The Panton Fellowships are designed to support scientists who promote open data. Following our [previous announcement](, this is a reminder that the deadline for applications is **Friday 24th February**

* The Panton Fellowships are for scientists who promote open data in science.
* Panton Fellowships are designed to be flexible, and there is scope for Fellows to carry out a wide variety of activities. Applicants are encouraged to propose their own work plan.
* Panton Fellows may wish to initiate discussion about the role and value of openness, explore practical solutions for making data open, and push for change in scientific practices.

Panton Fellowships are open to all applicants, and are particularly suited to graduate students and early-stage career stage scientists.
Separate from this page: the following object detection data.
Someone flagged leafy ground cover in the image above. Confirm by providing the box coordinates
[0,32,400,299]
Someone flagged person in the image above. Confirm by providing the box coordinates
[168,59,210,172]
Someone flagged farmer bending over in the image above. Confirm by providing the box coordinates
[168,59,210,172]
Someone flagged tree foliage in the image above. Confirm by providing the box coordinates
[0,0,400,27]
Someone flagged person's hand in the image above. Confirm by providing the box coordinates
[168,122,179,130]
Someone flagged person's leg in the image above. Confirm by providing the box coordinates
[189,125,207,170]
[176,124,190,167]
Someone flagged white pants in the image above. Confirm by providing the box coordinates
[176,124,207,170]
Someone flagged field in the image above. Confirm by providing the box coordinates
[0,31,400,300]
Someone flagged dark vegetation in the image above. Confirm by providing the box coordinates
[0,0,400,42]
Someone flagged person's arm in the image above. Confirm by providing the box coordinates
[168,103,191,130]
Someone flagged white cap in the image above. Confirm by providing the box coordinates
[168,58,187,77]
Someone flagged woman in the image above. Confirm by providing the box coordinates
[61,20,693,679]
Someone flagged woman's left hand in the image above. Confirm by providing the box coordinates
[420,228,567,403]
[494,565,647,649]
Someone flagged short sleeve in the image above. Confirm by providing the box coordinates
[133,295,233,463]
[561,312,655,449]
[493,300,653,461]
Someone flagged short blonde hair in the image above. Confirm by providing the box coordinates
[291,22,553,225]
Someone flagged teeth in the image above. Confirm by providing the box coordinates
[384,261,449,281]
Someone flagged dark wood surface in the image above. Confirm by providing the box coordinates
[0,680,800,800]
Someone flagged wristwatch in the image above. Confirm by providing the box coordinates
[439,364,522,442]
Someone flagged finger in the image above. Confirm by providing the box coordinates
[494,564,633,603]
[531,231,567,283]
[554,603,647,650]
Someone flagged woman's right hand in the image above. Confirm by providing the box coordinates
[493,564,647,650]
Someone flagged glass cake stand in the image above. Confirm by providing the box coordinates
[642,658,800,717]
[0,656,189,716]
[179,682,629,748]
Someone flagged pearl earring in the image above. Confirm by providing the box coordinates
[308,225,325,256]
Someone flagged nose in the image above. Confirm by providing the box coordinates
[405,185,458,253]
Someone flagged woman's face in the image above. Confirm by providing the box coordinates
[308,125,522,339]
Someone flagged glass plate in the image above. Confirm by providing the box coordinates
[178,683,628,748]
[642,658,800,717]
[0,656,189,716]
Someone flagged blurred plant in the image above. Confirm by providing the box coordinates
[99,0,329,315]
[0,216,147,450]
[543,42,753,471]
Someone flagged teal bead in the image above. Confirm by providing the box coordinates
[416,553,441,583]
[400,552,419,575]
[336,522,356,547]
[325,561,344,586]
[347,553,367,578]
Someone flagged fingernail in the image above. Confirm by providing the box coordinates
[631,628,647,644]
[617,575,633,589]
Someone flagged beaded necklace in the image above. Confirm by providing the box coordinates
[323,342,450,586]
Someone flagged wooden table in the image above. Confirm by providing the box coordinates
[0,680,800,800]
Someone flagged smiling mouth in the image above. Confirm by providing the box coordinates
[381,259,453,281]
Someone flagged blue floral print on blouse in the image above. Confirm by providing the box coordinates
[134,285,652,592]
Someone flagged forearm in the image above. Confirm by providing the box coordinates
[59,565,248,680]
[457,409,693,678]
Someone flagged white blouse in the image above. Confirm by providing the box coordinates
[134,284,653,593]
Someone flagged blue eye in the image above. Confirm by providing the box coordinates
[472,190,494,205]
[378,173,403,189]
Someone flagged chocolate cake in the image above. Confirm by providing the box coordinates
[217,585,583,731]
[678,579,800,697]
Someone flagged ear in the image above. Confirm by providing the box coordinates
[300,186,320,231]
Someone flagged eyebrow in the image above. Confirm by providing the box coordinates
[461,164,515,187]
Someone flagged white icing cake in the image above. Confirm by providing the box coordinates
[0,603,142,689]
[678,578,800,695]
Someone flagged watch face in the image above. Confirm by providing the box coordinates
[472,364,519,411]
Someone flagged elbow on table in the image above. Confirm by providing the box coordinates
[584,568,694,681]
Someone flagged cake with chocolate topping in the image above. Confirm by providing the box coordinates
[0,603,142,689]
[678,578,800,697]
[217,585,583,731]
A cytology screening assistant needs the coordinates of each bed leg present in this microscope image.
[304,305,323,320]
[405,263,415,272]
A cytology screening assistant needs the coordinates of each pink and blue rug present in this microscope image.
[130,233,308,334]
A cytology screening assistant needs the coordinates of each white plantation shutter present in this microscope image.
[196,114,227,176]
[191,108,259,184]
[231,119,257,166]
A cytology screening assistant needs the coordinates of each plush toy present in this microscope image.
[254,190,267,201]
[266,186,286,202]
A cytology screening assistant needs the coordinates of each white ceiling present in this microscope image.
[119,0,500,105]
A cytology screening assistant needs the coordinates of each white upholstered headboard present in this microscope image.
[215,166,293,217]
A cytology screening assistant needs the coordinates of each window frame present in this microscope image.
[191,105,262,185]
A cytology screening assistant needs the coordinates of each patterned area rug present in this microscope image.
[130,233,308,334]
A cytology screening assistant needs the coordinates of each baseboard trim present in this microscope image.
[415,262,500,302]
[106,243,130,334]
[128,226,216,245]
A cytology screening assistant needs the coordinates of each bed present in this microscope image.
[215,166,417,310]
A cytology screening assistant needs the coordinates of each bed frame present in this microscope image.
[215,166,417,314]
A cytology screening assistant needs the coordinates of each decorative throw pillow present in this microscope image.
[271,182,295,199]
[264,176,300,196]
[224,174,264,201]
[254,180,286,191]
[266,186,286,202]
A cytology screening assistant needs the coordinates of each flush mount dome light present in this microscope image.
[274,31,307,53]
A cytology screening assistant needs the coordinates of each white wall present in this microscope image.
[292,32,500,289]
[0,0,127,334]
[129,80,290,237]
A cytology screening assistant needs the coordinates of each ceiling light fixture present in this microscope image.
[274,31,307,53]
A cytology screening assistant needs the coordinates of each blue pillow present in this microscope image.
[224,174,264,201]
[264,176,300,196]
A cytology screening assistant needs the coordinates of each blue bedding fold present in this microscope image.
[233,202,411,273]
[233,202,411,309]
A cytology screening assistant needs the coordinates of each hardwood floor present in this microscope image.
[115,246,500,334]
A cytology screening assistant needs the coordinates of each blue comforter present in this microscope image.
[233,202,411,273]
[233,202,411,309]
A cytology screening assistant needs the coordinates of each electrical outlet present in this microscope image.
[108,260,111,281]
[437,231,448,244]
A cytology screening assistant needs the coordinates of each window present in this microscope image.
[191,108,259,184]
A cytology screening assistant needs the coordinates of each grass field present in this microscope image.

Please Note: Panton Fellowships are not full-time positions and are not intended to cover full economic costs. Fellows will continue to work and/or study at their current institution for the duration of the Fellowship. You should ensure that you have permission from all relevant employers/funders.

## Why?

We firmly believe that **open data means better science**. Panton Fellowships were created in order to support scientists who are interested in open data, particularly whilst they are launching their career. The scheme is overseen by a distinguished Advisory Board, which includes:

* Dr Rufus Pollock – Co-founder and Director of the Open Knowledge Foundation
* Dr Peter Murray-Rust – Emeritus Reader of Chemistry at Cambridge
* Dr Cameron Neylon – Senior Scientist in Biomolecular Sciences at the ISIS Neutron Scattering facility
* John Wilbanks – Senior Fellow at the Ewing Marion Kauffman Foundation
* Dr Tim Hubbard – Representative of Bioinformatics at the Sanger Institute

Dr Cameron Neylon commented  on the ‘real potential’ of the Fellowships to influence practice  surrounding open data in the scientific community.

‘Panton Fellowships  will allow those who are still deeply involved in research to think closely about the policy and technical issues surrounding open data’, said Dr Neylon. By allowing scientists the scope both to explore the ‘big picture’ and also to work on specific technical solutions to individual problems, the Panton Fellowships have the potential to make a real impact upon the practice of open data in science.

## How to Apply

Full details on how to apply can be found at the [Panton Principles website](

* Applicants should send a **CV and covering letter** to jobs [@] by *24th February* explaining as a Panton Fellow, what you would do, make or change.
* To be eligible, applicants should have the relevant rights to work in the UK, and reasonably expect to be working and/or studying in the UK until March 2013.